Now that the IL demonstration waiver to expand Medicaid coverage for the entire postpartum period has been approved, CMS also has the urgent responsibility to create further specified guidelines to address structural racism in the U.S. health care system that particularly target implicit bias. Chicago would be an apt model for how the rest of the nation can more comprehensively address and decrease its disturbingly disproportionate Black maternal mortality rates.

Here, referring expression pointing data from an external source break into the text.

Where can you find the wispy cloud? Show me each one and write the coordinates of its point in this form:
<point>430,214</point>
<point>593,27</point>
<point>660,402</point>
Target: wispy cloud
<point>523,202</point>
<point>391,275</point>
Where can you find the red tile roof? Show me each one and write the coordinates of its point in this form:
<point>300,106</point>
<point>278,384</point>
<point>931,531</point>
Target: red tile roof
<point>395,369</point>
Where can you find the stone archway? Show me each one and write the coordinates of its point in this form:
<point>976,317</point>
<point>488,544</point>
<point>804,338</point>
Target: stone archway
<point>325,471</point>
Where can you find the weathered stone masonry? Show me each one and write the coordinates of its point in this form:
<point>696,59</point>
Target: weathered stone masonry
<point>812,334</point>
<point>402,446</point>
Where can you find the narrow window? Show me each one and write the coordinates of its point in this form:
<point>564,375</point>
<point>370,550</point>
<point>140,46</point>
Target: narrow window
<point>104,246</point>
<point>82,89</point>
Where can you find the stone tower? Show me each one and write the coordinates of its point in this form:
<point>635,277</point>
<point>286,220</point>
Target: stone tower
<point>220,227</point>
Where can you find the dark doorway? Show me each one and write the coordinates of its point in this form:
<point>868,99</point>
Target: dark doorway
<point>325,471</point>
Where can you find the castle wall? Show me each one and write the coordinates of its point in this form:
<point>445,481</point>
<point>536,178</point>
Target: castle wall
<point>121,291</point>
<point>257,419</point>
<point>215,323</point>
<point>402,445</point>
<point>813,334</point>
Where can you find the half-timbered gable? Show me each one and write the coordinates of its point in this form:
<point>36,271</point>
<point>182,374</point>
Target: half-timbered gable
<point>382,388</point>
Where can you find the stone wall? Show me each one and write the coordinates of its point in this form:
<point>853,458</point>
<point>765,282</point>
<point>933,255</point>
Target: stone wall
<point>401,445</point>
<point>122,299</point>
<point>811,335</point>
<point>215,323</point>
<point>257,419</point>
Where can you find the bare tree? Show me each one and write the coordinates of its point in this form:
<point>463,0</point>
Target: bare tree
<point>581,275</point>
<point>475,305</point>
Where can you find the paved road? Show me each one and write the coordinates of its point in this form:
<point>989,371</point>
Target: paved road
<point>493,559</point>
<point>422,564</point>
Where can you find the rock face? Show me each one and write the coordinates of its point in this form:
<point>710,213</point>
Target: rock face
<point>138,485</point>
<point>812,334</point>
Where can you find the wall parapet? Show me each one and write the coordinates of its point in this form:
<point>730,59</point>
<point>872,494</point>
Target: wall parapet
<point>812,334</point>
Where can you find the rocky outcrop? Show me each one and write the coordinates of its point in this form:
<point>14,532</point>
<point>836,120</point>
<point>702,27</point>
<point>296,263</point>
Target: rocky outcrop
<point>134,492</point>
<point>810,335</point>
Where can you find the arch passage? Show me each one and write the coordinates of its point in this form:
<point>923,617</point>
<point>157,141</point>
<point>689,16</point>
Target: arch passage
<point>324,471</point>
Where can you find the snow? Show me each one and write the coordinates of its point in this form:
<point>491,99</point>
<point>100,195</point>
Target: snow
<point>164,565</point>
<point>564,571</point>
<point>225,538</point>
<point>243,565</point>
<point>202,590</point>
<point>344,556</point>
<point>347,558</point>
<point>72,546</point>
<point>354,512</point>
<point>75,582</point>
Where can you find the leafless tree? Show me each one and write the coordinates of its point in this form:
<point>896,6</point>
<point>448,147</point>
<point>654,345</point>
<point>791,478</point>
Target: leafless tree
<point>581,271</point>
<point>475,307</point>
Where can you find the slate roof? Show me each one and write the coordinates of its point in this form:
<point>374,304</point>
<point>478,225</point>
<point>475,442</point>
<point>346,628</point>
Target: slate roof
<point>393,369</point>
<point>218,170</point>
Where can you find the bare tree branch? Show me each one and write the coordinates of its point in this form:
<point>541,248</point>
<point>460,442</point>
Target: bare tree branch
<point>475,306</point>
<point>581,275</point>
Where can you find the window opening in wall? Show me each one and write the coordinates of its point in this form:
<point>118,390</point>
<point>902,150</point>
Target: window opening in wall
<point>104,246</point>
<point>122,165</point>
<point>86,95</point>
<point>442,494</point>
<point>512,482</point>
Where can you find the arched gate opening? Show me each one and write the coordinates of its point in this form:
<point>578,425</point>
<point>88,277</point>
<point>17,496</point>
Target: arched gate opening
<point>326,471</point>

Chicago Department of Public Health (CDPH). (2019). CDPH Data Report: Maternal Morbidity & Mortality In Chicago. Chicago: City of Chicago. Retrieved from: https://www.chicago.gov/dam/city/depts/cdph/statistics_and_reports/CDPH-pdf

Illinois Department of Healthcare and Family Services (HFS). (2020). Illinois Continuity of Care & Administrative Simplification 1115 Waiver. Springfield. Retrieved from: https://www.medicaid.gov/Medicaid-CHIP-Program-Information/By-Topics/Waivers/1115/downloads/il/il-continuity-care-admin-simplification-pa.pdf

Taylor, J. K. (2020). Structural Racism and Maternal Health Among Black Women. Journal of Law, Medicine & Ethics, 506-517.